After bringing it up, she does not mention mental health supports in her recommendations, assuming Democrats are already going there.
Then she comes off the rails.
Purposely ignoring Youngkin and his education and mental health reforms in Virginia and the huge gains in school choice in Republican-led states, she accuses Republicans of focusing on “niche” issues.
Then this:
when it comes to rotten test scores, they inevitably resort to blaming teachers unions or proposing to abolish the Education Department.
Those two items may be there to maintain street cred in progressive Washington while attempting to get her friends to explore new ideas.

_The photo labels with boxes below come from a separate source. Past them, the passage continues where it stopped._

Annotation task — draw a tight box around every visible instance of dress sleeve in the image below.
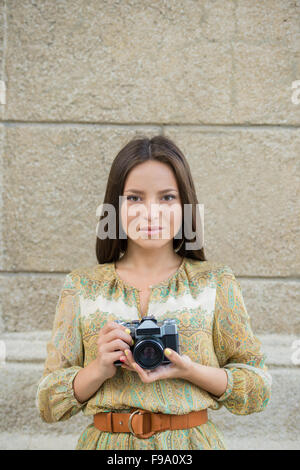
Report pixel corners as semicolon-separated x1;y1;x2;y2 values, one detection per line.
213;266;272;415
36;274;87;423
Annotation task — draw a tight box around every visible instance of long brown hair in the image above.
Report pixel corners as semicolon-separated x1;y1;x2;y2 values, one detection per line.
96;135;206;264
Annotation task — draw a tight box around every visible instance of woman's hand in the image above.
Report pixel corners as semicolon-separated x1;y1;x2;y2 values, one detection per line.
120;348;193;383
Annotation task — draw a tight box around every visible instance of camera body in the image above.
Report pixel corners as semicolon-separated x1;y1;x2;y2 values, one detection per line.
114;316;180;369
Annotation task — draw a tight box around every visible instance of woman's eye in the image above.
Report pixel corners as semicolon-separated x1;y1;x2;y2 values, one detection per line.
127;196;138;201
127;194;176;201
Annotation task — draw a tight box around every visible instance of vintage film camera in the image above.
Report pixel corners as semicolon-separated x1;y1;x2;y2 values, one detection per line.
114;316;180;369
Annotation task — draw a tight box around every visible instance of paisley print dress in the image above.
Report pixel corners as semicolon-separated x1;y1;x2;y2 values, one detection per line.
36;257;272;450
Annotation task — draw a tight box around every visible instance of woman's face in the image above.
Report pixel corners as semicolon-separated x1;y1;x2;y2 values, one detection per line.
121;160;182;248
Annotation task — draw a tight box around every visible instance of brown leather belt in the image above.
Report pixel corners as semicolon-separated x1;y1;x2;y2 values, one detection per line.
94;408;208;439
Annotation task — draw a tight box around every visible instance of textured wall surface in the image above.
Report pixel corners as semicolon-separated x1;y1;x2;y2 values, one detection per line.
0;0;300;448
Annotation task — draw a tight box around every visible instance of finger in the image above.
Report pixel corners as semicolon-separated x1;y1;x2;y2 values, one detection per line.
124;349;154;383
102;328;133;347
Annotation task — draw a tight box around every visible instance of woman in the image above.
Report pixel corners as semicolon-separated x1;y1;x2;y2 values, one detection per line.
37;136;271;450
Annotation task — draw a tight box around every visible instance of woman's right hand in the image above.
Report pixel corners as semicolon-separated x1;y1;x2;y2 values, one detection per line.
96;321;133;379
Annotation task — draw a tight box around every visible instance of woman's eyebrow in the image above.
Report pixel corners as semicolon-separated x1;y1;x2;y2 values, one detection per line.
124;188;177;194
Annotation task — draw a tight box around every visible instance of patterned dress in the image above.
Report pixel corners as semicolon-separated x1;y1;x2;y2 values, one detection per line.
36;257;271;450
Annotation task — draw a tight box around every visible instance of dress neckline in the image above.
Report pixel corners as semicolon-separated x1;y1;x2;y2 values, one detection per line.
111;256;186;291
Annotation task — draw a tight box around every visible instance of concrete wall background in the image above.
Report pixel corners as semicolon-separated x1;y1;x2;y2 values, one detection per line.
0;0;300;448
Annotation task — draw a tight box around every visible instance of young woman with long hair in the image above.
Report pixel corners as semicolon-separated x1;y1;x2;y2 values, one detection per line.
37;135;271;450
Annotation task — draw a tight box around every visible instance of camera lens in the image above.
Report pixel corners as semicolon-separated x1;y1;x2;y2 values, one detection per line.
133;339;164;369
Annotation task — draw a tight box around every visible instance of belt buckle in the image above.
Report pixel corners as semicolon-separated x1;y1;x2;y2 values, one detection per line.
128;410;156;439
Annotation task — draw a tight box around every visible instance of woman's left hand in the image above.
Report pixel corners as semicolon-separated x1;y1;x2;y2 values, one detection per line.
120;348;193;383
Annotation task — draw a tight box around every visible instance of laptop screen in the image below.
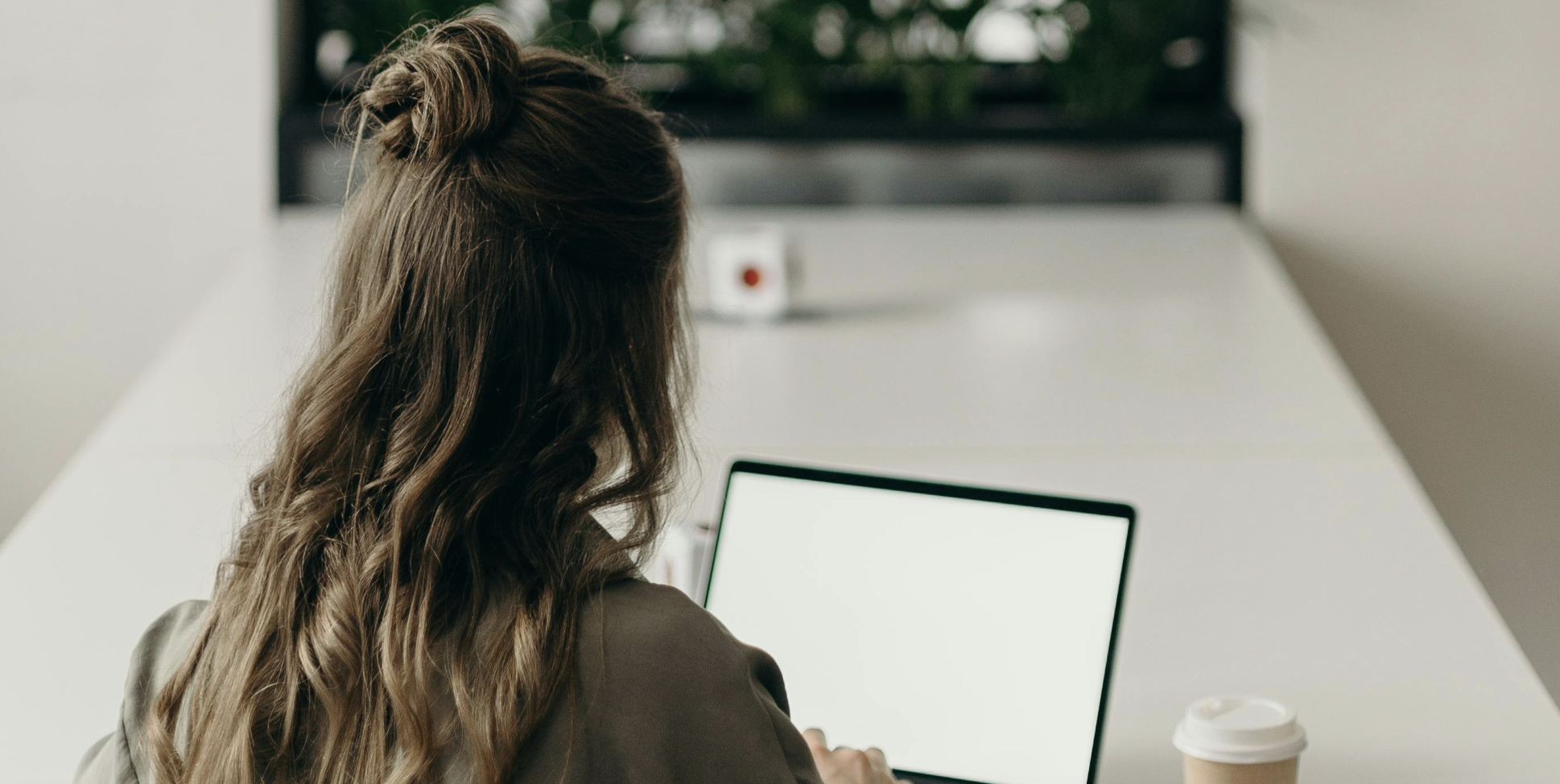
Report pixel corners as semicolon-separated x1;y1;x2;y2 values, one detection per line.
705;461;1133;784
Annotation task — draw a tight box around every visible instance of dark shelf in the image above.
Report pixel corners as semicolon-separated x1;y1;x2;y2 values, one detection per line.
663;106;1242;143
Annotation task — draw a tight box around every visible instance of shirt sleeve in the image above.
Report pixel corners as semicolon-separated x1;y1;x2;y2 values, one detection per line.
73;601;206;784
552;583;820;784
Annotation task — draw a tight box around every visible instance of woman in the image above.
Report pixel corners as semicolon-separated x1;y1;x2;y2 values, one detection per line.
78;17;893;784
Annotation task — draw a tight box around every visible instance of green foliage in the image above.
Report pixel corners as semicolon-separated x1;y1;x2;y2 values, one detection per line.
334;0;1207;120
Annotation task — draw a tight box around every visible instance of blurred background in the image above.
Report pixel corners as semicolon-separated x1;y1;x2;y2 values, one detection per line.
0;0;1560;704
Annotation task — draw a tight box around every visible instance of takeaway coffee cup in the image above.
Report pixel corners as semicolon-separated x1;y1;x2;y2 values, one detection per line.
1174;697;1306;784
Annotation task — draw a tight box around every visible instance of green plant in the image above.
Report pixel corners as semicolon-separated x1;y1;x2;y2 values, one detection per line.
320;0;1211;120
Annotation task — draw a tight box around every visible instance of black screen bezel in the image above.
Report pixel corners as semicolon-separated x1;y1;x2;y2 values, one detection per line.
699;458;1137;784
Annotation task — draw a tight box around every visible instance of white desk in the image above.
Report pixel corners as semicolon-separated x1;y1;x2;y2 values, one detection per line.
0;208;1560;784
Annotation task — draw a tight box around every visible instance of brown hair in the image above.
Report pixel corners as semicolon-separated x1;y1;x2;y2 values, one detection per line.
145;17;687;784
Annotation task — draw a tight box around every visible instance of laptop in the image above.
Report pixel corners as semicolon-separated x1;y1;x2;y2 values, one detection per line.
704;460;1136;784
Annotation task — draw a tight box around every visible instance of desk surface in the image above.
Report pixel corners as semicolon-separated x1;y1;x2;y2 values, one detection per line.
0;208;1560;784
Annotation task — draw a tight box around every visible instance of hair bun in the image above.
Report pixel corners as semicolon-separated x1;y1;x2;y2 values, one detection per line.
357;17;518;159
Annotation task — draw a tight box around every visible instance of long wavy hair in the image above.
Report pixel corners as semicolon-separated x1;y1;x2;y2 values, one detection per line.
143;17;688;784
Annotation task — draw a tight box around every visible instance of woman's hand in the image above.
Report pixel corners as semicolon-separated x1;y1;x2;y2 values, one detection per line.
802;728;908;784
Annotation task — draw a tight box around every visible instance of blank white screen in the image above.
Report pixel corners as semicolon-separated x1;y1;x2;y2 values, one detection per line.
708;472;1128;784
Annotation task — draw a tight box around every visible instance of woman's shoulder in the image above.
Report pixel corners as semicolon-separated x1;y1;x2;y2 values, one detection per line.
75;600;208;784
580;580;783;699
587;578;741;658
125;599;209;724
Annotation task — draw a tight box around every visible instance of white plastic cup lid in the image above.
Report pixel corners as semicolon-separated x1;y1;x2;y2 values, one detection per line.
1173;695;1306;764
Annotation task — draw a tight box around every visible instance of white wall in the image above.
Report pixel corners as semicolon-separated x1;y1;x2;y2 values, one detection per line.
0;0;276;536
1239;0;1560;695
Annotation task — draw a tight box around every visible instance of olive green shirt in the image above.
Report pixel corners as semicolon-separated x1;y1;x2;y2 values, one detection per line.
75;580;819;784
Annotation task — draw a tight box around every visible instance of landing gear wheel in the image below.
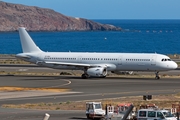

Republican governors and legislatures in red states have sponsored school choice in all of its variations – including inter-district open enrollment, public charter schools and vouchers.
School choice started at the state level in Wisconsin and spread first to blue states like New York. But Democrats now fight it every step of the way.
Ms. Rubin cannot even use the words “school choice.” It is as if Democrats think they will wind up like Lot’s wife if they look there. That is her major concession to the teachers unions. But it is a disabling one.
So we are left with her proposals for Democratic support to:
higher spending, which is a Democratic platform plank never in doubt;
teacher cooperative programs like CIP;
better teacher training and coaching (It is perhaps understandable that she fails to suggest what rigor means, what pedagogy new teachers will be taught and by whom); and
quicker dismissal of poor teachers, knowing that there is no precedent and no appetite for that in the unions themselves.
In doing so, she attempts to broaden the conversation about education among Democrats.
It is a worthwhile attempt, unusual among her circle and appreciated by many who are not in it.
But she is handicapped by the fact that she does not, and perhaps thinks she cannot, mention, much less recommend, competition – school choice – lest she turn into a pillar of salt.